'Charlie's Angels' review: OK Boomer, this movie is better than the TV show
Elizabeth Banks proves her chops as an action director in 'Charlie's Angels,' a surprising delight that exceeds low expectations.
The first four minutes of Charlie’s Angels feels like it was made for horny straight dudes in the worst way possible. Kristen Stewart, as an undercover agent, flirts with a suit in a luxury German hotel suite. The camera lingers longingly at her smooth legs. But in these first few minutes, director Elizabeth Banks makes a point. This is what other action movies look like, Banks seems to say. Now here’s something different.
As Stewart kicks ass and takes off her blonde wig, Charlie’s Angels becomes something else, and something better. Exhilarating and alive with a likable cast, it isn’t as good as it can be, but it’s far better than you might expect. Even the worst problems, namely a twisty betrayal plot that sometimes slows momentum to a halt, cannot doom Charlie’s Angels to bad reboot hell.
It’s a movie that thrills with brutal action and tender characters. It might even be the best action movie of the fall, if only by default. What else is coming out? Who cares. Charlie’s Angels will do just fine.
In theaters Friday, Charlie’s Angels from Banks (who also stars in the movie as Bosley), is a continuation of the 2000s films with Easter eggs that nod at a shared universe with the TV series that aired 1976-1981. Charlie’s Angels 2K19 stars a new generation, Sabina (Stewart) and Jane (Ella Balinska) who recruit a scientist, Elena (Naomi Scott), when she blows the whistle on a tech CEO’s plans for clean energy to be weaponized into a bomb. Patrick Stewart also plays an important role as a second Bosley.

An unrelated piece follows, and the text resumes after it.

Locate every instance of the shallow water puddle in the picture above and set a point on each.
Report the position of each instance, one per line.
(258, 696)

Hysterical in its wit and comforting in its characters’ warmth toward each another, Charlie’s Angels is the rare, maybe only, millennial adaptation of boomer pop culture that’s in better hands than with the olds who invented it. The film’s confidence in its femininity without adhering to masculine definitions is empowering, refreshing, and likely to leave a real impression on young audiences. That it also isn’t afraid to let its female characters have visible emotions, like loss and love, feels profound. In the opening credits, a montage of young girls from around the world live their best lives.
Message received: This is not your boomer uncle’s Charlie’s Angels.
And you know it’s not Charlie’s Angels of yore because it actually kicks ass. In a time when major studios seem to throw gobbles of dough towards set-pieces, Charlie’s Angels is refreshingly frugal, fostering palpable realism. Visually, it bears little semblance to Marvel or Fast & Furious (a series that gets a light roast in the film). Instead, it aims to compete with John Wick using no-nonsense choreography and gory kills.
Angels still succumbs to shaky camera work, but the overall package measures up. In only her second movie in the director’s chair, Banks demonstrates a keen understanding of the rhythm, pacing, and staging necessary in good action movies. Give Banks another major action IP and see what happens.
But Charlie’s Angels works most of all because of its stellar cast. Though there are times where and Scott and especially Stewart seem to behave like they’re in another movie, it’s when these women are all together, mapping out and navigating the comically overcooked plot, that Charlie’s Angels finds its element. As other game-changing action movies like The Avengers prove, it’s in the subdued interactions where the excitement really lies, and Charlie’s Angels has that in spades.
A moment on Kristen Stewart’s Sabina. Sometimes, she’s the movie’s MVP. Sometimes, she’s its biggest liability. Ultimately, Stewart’s standing lies in your tolerance for “witty” characters, and whatever notions you have left over from her Twilight years. (You can tell someone hasn’t seen Personal Shopper when the tween series is brought up.) Stewart can, in fact, act the pants off people, but her Sabina is sometimes out of sync with the rest of the film. That she’s also the only one who lacks a real arc despite an intriguing backstory leaves her in some perpetual stasis, but if she makes you laugh, mission accomplished.
Fun, fast, and breezy like the winds of the Turkish coast where much of the film was shot, Charlie’s Angels is just plain awesome. Its uniquely aggressive bisexual energy has broad appeal without ever feeling icky. That it’s also a pretty hardcore action movie makes it one of the rare must-see blockbusters of the season. With only average camera work and moderately impressive choreography, Charlie’s Angels sits on the lower end of the high action tier, beneath John Wick, Atomic Blonde, and far beneath Mad Max Fury Road. But that it’s even in the same league is something to behold. It’s a good morning to be an Angel.
Charlie’s Angels is in theaters November 15.